I have a scenario that requires me to generate a printed page with encrypted data that can be scanned into our application later. Much like a barcode but encrypted.
The volume of text to be encrypted would be between 1KB to 10KB but could increase in the future. Most likely not above 1MB.
I develop document processing systems so I understand the dos and donts of printing. Scanning usually adds properties to printed pages such as skewing, rotation, artifacts, etc.
So the question is:
- What is the best format to represent this amount of data visually? Not barcodes I’m assuming.
- Whatever the format, real estate is crucial since we want to squeeze the data into a single A4 page. I’m thinking Base64 encoding with code-table compression could be a candidate? Any thoughts.
EDIT: It seems like barcodes are the only viable solution. The data is essentially a series of digits so I could use base 10 and then compress them to a code/index table before encrypting it. Or would using a higher base be wiser here?

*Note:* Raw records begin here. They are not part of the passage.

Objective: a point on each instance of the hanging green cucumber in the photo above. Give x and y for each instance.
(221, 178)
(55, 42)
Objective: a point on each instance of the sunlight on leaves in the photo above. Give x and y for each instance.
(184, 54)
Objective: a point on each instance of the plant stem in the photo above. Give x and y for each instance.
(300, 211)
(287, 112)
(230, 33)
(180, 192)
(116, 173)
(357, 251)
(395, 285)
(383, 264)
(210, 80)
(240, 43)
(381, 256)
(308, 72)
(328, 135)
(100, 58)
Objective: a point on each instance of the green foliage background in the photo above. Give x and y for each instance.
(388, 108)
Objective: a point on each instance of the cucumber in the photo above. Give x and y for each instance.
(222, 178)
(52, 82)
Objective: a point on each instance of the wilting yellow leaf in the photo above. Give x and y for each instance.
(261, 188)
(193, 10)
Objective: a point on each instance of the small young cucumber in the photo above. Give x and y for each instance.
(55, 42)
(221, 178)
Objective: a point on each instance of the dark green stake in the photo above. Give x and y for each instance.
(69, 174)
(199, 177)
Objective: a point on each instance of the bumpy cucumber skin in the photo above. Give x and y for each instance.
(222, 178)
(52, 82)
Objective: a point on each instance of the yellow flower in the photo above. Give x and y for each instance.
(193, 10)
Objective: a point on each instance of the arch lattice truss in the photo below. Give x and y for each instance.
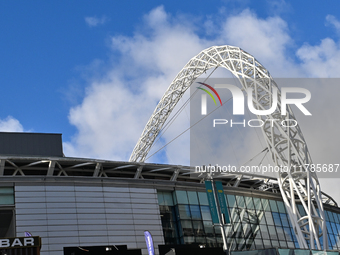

My suggestion would be to make a C# program that takes your data, encrypts it, then runs it through a Base64 encoder. Then I would take the Base64 data and create QR code bitmaps from the data. I would then shrink the bitmaps so you can fit a lot on a page, then I would print pages of those QR codes. Later you can scan them in, enlarge each code and then read in the data. Finally, you’d have to Base64 decode it and then decrypt it!